- The tannines in Myrrh act as an astrigent which maybe why it is popular in many mouthwash products
- Myrrh is also a popular ingredient in toothpaste and may help fight bacteria that can cause tooth decay
- A mouthwash made with Myrrh can be effective against coughs, sore throats and asthma
The reddish brown teardrop of resin that exudes from the bark of the Myrrh tree owes its name to the tragic story of Myrrha who refused to worship Aphrodite, the Greek goddess of love and was turned into a Myrrh tree by the angry gods.The tear that seeps from the bark is supposed to signify the sorrow that Myrrha felt.
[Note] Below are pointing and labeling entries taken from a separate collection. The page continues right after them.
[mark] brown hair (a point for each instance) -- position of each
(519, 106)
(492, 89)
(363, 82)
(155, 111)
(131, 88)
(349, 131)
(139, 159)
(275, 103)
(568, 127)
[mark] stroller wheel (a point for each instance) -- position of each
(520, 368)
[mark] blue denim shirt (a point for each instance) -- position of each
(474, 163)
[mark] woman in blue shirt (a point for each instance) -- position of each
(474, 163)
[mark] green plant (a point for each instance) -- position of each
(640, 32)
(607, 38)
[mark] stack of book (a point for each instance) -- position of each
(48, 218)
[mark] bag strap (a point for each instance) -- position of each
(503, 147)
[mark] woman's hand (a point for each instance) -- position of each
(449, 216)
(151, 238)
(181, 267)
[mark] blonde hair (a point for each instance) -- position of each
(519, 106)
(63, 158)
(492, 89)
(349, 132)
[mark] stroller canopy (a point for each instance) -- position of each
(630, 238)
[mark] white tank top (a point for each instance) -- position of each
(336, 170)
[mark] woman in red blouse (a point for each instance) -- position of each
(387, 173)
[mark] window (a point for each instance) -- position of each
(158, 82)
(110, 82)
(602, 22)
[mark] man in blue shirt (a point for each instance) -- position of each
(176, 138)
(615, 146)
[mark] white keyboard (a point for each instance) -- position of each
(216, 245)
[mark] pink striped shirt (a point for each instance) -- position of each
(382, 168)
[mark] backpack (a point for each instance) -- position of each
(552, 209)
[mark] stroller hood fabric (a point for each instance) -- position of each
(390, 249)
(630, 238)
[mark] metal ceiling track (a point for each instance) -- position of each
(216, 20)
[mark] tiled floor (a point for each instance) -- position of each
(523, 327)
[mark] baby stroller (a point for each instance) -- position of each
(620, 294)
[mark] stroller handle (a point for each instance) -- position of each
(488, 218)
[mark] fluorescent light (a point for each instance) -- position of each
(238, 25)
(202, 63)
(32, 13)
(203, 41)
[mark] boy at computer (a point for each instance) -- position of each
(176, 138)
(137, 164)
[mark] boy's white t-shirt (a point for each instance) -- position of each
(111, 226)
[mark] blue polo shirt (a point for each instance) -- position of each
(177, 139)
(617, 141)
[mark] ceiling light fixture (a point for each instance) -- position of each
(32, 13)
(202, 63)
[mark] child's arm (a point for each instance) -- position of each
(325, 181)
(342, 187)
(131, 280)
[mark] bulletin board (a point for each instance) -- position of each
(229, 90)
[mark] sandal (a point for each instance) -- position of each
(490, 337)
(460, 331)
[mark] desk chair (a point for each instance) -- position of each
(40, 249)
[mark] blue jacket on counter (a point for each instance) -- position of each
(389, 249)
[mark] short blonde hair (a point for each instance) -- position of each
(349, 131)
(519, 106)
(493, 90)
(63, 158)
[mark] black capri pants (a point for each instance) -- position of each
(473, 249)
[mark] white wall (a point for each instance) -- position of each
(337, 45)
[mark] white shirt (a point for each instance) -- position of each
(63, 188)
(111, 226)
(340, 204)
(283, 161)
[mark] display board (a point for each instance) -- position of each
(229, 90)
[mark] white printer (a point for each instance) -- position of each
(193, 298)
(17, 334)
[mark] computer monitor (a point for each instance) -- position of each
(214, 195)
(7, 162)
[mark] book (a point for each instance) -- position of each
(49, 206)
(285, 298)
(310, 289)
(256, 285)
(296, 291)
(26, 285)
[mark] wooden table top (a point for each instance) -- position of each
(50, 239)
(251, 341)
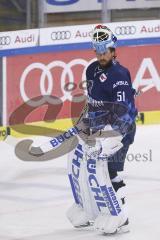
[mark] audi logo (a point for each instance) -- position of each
(47, 75)
(5, 40)
(125, 30)
(61, 35)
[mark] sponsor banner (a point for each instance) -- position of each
(83, 33)
(76, 34)
(85, 5)
(52, 86)
(19, 39)
(1, 92)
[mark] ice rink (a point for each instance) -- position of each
(34, 196)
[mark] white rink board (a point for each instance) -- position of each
(35, 196)
(76, 34)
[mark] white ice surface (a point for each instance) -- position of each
(34, 196)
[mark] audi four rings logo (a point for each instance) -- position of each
(61, 35)
(125, 30)
(5, 40)
(47, 74)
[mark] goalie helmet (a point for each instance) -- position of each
(103, 38)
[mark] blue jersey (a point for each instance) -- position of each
(110, 84)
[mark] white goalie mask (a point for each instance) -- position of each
(103, 38)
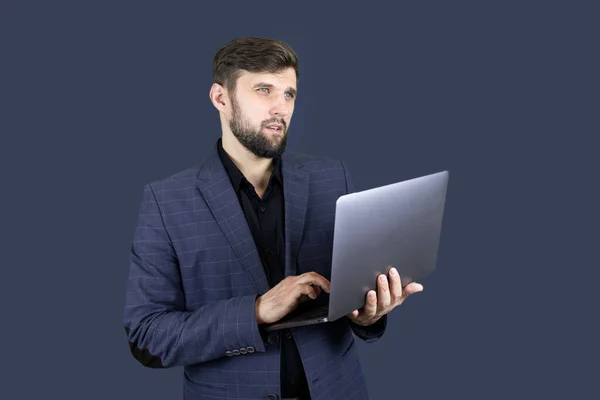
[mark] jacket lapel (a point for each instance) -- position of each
(214, 184)
(295, 188)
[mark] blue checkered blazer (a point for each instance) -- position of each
(195, 274)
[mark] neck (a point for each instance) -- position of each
(256, 169)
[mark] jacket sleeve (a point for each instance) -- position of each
(161, 332)
(373, 332)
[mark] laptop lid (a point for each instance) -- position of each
(395, 225)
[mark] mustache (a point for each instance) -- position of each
(276, 121)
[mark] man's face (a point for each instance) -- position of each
(262, 108)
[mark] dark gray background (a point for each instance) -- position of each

This sorrow is not likely to be shared however by those with sore gums from gum disease who continue to extol its benefits as a mouthwash.
Latin name: Commiphora molmol
Type: Dried Resin
£5.25 – £9.95
To make a mouthwash, steep one teaspoon of powdered Myrrh (this can be made by crushing resin peas with a pestle) and one teaspoon of boric acid in one pint of boiling water
Myrrh can be taken as an infusion of one teaspoon of powder in a cup, three times per day or as a tincture, a few drops of which should be added to water.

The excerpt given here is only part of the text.